As for battery life…it depends. If you have a lot of Android apps running and Wi-Fi is active, you can expect around a week or less of battery life. But turning off Wi-Fi means I usually only have to top up every few weeks.

Android apps can drain the battery, but they also give this device flexibility, and it’s the Leaf 2’s flexibility that charms me. The Leaf 2 comes with its own mediocre app store built-in, and since it’s a Chinese eReader, Google Play isn’t immediately available. But Onyx Boox provides a guide to make the Play Store work – which mainly involves registering the device with your Google account and waiting for Google’s servers to recognize its existence (in my experience this takes around two to three hours, but Onyx Boox warns that it can take up to 48 hours).

Once the store was up and running, it became a full-fledged Android E Ink tablet, and it was easy to download apps for Libby, Kindle, Barnes & Noble and even NetGalley – which runs book galleys for publishers. You can also add video apps, if you want, but the slow black and white versions of YouTube and TikTok aren’t an ideal way to use either app, so I wouldn’t recommend it not.

Accept to continue: Onyx Boox Leaf 2

Every smart device now requires you to agree to a series of terms and conditions before you can use it – contracts that no one actually reads. It is impossible for us to read and analyze each of these agreements. But we’ve started counting exactly how many times you have to click ‘accept’ to use devices when we review them, because these are deals most people don’t read and certainly can’t negotiate.

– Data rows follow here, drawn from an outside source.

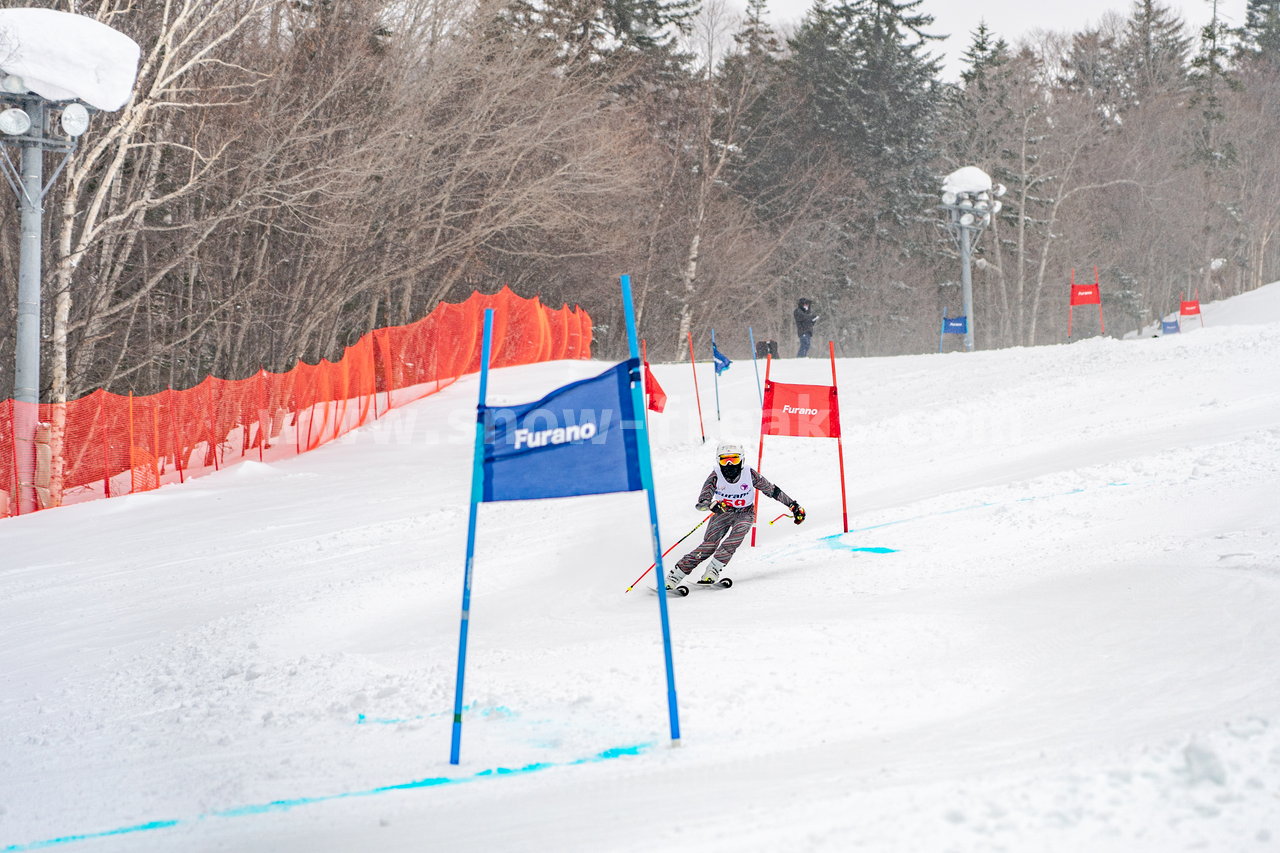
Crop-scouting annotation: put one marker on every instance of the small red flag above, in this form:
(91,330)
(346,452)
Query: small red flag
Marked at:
(656,395)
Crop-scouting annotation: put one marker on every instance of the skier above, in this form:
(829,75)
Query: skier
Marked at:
(805,318)
(728,492)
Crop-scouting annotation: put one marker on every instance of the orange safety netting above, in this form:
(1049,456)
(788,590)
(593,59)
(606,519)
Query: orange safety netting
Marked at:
(117,445)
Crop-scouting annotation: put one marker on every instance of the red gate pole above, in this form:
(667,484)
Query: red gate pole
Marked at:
(759,459)
(840,445)
(1070,305)
(693,364)
(1102,327)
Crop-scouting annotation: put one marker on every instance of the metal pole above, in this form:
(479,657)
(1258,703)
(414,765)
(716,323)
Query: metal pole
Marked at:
(26,386)
(967,286)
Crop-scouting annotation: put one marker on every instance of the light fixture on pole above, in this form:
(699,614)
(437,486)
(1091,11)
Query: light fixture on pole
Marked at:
(970,201)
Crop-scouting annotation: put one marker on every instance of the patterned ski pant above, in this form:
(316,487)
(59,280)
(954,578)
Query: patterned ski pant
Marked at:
(716,542)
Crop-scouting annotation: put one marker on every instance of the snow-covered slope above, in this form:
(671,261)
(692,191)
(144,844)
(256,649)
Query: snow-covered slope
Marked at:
(1051,628)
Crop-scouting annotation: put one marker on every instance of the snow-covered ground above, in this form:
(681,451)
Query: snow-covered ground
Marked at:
(1054,626)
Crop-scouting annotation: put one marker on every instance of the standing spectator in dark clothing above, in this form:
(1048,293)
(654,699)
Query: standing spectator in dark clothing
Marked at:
(805,318)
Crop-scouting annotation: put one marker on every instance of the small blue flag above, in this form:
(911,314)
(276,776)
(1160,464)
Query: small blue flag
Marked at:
(722,361)
(577,439)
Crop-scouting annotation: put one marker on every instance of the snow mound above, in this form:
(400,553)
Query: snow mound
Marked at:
(63,56)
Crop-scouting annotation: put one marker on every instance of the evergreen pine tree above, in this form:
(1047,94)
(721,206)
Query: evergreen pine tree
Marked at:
(1214,154)
(1260,36)
(1157,48)
(873,95)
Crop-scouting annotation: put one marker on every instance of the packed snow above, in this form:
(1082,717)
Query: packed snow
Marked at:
(1052,626)
(63,56)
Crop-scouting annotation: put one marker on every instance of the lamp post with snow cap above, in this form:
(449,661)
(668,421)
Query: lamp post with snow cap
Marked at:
(970,201)
(54,63)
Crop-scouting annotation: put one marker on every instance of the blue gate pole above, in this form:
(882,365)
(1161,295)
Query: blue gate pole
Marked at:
(755,364)
(647,480)
(716,374)
(476,496)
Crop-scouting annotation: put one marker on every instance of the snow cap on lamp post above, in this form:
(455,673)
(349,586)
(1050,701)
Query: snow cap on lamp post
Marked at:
(970,201)
(64,56)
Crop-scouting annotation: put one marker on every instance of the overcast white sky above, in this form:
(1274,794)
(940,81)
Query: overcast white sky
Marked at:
(1014,18)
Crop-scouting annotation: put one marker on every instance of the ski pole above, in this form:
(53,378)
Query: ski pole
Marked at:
(668,551)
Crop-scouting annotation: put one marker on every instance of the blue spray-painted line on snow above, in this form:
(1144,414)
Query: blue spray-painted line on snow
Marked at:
(836,539)
(286,804)
(364,719)
(977,506)
(835,543)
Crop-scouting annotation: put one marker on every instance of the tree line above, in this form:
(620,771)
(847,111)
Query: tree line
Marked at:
(293,173)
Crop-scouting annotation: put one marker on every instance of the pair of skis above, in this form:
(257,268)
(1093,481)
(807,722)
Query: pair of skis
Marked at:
(681,589)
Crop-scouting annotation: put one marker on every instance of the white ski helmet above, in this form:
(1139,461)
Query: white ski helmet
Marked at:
(725,448)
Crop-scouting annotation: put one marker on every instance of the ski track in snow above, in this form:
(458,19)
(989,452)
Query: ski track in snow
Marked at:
(1050,628)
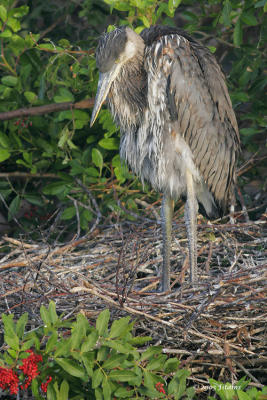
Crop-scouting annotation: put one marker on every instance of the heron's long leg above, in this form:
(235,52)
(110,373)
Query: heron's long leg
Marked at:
(166,215)
(191,208)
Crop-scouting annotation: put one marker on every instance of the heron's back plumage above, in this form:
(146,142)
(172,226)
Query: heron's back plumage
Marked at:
(183,118)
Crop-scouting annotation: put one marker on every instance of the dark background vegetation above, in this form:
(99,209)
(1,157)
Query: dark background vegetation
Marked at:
(48,161)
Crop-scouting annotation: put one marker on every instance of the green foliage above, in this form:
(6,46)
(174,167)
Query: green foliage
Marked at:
(229,392)
(36,69)
(98,362)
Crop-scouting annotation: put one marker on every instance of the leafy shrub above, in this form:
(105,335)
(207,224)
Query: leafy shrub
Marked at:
(59,147)
(75,360)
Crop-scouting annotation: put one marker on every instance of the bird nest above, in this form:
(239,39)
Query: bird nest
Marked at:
(217,329)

By configuring the Onyx Boox Leaf 2, you agree to:

Optionally, you can add the Google Play Store. If so, you agree to:

  • Google Terms of Service
  • Google Privacy Policy

Final count: one mandatory agreement and two optional.

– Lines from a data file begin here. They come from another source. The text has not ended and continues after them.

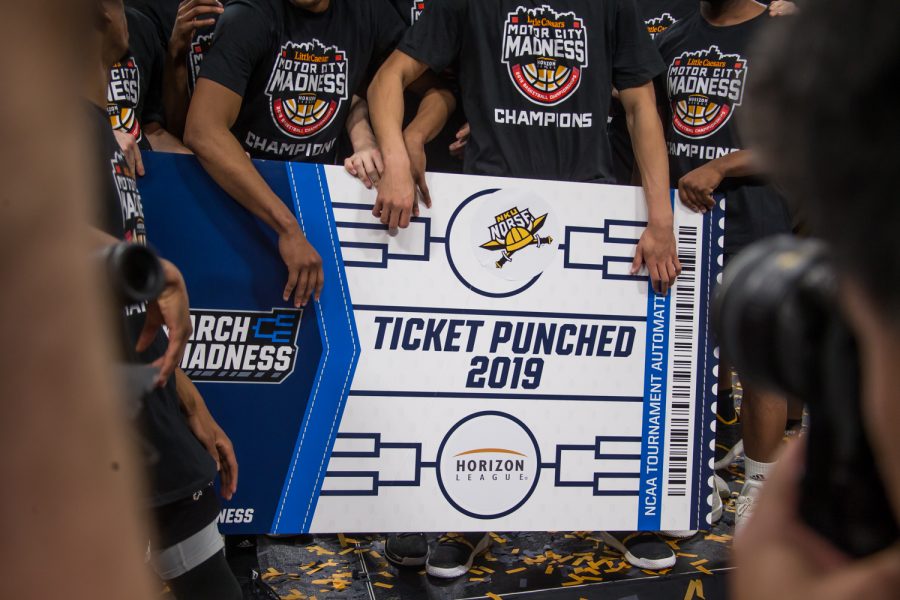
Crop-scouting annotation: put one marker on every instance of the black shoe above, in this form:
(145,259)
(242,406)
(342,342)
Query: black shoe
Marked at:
(453,555)
(643,550)
(254,588)
(729,432)
(406,549)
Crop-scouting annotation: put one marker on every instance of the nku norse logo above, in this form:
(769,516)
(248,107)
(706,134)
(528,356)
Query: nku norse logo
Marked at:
(705,87)
(307,87)
(513,231)
(546,53)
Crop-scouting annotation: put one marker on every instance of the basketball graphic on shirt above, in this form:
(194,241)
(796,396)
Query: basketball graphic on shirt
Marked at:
(122,97)
(705,87)
(545,52)
(200,45)
(307,87)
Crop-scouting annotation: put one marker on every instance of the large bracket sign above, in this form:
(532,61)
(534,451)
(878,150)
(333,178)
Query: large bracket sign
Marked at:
(494,366)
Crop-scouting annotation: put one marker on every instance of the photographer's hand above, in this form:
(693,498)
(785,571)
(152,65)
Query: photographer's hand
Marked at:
(169,309)
(208,432)
(797,562)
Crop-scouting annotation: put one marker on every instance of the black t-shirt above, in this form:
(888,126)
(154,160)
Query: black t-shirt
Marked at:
(410,10)
(658,16)
(708,69)
(298,71)
(183,466)
(162,14)
(134,93)
(536,78)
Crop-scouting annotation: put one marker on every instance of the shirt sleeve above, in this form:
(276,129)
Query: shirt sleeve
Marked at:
(436,37)
(635,59)
(243,36)
(388,28)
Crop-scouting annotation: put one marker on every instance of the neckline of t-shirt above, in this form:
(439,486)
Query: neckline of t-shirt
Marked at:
(763,15)
(308,14)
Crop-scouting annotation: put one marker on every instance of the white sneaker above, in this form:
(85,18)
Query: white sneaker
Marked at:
(718,508)
(743,506)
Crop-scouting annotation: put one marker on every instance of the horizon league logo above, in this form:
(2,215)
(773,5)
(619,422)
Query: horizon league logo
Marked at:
(307,87)
(200,45)
(545,52)
(242,346)
(488,465)
(123,94)
(659,24)
(705,87)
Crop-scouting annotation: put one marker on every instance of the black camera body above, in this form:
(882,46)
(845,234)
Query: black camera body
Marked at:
(780,323)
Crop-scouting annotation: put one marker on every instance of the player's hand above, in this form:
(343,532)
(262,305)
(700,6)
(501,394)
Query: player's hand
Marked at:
(214,439)
(656,249)
(415,148)
(131,151)
(783,8)
(171,309)
(458,147)
(396,198)
(305,275)
(797,562)
(192,15)
(366,165)
(696,188)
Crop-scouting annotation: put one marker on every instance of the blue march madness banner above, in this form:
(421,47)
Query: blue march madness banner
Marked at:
(495,365)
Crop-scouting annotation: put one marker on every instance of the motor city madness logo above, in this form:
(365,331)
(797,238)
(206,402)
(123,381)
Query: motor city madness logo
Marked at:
(546,53)
(705,87)
(308,85)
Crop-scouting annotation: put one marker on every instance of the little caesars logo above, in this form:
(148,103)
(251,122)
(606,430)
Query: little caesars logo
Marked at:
(488,465)
(122,96)
(659,24)
(416,12)
(545,52)
(242,347)
(705,87)
(200,45)
(513,231)
(307,87)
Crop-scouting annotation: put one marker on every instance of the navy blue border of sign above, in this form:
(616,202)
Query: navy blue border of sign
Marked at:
(537,476)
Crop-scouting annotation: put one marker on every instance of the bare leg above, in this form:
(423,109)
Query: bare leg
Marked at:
(763,415)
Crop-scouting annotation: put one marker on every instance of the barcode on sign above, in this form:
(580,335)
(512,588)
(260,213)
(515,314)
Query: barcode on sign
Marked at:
(683,357)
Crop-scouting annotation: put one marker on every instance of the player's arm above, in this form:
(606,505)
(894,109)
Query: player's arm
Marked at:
(696,188)
(397,192)
(657,247)
(365,164)
(191,15)
(214,109)
(435,108)
(205,428)
(163,141)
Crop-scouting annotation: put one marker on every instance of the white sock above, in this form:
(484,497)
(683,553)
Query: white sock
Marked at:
(756,470)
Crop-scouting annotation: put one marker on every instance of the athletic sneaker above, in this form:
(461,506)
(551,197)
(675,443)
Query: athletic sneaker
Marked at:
(644,550)
(743,506)
(722,491)
(406,549)
(454,553)
(729,434)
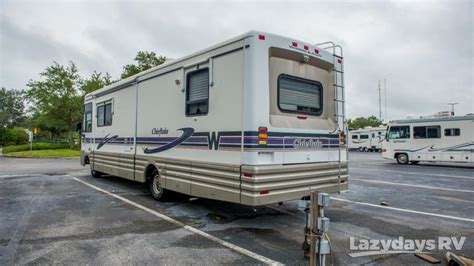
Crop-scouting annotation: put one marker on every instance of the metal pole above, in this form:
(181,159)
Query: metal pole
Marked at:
(313,258)
(385,96)
(380,102)
(31,141)
(452,107)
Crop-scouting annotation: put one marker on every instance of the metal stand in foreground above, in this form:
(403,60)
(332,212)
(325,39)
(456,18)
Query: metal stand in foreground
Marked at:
(315,245)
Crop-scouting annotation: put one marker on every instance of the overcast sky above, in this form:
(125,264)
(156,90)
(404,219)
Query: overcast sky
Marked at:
(423,49)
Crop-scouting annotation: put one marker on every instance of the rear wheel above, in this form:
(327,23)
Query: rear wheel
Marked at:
(156,190)
(96,174)
(402,158)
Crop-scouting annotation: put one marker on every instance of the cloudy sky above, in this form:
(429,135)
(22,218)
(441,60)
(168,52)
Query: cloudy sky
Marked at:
(423,48)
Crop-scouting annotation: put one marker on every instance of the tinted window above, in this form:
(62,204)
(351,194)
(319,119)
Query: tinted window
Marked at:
(428,132)
(299,95)
(87,118)
(399,132)
(197,92)
(104,114)
(450,132)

A real auto-download for me was EinkBro, a browser designed for E Ink. Sounds silly considering Leaf 2 comes with its own browser, but EinkBro is fast and will paginate through websites instead of forcing you to scroll – extremely useful if you’re reading a 200,000 AU word coffee on Archive of Our Own .

Besides the built-in browser, the Leaf 2 has plenty of other apps intended to make it act more like a tablet than I’d like. There’s an audio recorder, gallery, music player and, unlike the iPad, even a calculator. With the Play Store installed, I never bothered to use the Boox App Store – the same goes for BooxDrop, the native cloud storage app. Both require an Onyx account, but I never created one and didn’t miss anything as a result.

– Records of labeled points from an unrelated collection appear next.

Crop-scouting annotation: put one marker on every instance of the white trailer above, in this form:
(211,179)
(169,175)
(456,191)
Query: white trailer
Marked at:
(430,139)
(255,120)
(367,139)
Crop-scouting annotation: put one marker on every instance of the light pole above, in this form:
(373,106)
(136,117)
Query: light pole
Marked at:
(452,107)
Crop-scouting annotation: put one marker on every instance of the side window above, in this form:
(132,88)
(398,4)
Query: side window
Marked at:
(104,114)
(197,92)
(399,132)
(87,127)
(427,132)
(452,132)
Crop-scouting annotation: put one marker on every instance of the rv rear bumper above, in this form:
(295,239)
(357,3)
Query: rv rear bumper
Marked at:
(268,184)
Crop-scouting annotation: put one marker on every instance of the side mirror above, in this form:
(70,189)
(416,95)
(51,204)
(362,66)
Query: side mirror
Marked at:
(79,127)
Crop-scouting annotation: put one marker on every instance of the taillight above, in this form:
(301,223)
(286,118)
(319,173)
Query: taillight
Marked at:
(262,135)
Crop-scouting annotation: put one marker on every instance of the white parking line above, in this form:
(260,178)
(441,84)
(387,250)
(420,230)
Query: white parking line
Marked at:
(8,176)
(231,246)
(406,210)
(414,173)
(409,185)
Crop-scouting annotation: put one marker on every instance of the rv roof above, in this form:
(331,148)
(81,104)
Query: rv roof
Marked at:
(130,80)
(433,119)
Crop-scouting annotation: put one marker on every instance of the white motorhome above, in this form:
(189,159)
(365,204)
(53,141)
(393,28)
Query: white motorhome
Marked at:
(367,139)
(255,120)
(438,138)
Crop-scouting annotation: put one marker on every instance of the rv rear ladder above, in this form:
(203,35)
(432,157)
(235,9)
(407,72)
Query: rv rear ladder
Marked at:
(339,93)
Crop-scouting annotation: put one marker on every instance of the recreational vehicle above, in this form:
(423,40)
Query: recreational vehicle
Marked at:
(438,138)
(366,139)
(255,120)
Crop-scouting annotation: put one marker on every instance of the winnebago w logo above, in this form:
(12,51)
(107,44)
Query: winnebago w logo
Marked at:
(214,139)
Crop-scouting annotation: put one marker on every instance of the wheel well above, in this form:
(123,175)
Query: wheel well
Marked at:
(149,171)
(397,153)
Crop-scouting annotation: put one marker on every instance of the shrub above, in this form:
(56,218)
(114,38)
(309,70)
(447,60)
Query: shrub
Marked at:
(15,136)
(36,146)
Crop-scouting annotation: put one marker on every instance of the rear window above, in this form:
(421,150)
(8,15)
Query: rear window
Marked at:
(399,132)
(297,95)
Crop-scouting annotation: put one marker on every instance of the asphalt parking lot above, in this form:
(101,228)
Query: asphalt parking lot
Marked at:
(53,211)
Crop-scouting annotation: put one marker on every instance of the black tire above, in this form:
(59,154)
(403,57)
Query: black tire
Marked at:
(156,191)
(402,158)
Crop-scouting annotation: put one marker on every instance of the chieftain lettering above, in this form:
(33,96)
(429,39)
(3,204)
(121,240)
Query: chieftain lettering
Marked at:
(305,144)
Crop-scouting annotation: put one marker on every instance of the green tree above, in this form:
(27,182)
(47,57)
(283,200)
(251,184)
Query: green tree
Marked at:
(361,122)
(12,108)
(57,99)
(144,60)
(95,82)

Despite the many, many caveats, and despite all the goofy built-in apps trying to portray it as a competitor to traditional tablets, the Leaf 2 is simply one of the most enjoyable ways to read books. I’m not constrained by anyone’s walled garden, and I don’t have to make any weird sacrifices to read what I want when I want. I have real physical buttons to press to turn the pages. The Onyx Boox Leaf 2 has finally scratched that itch I had for an ideal eReader, and I don’t see anything moving it anytime soon.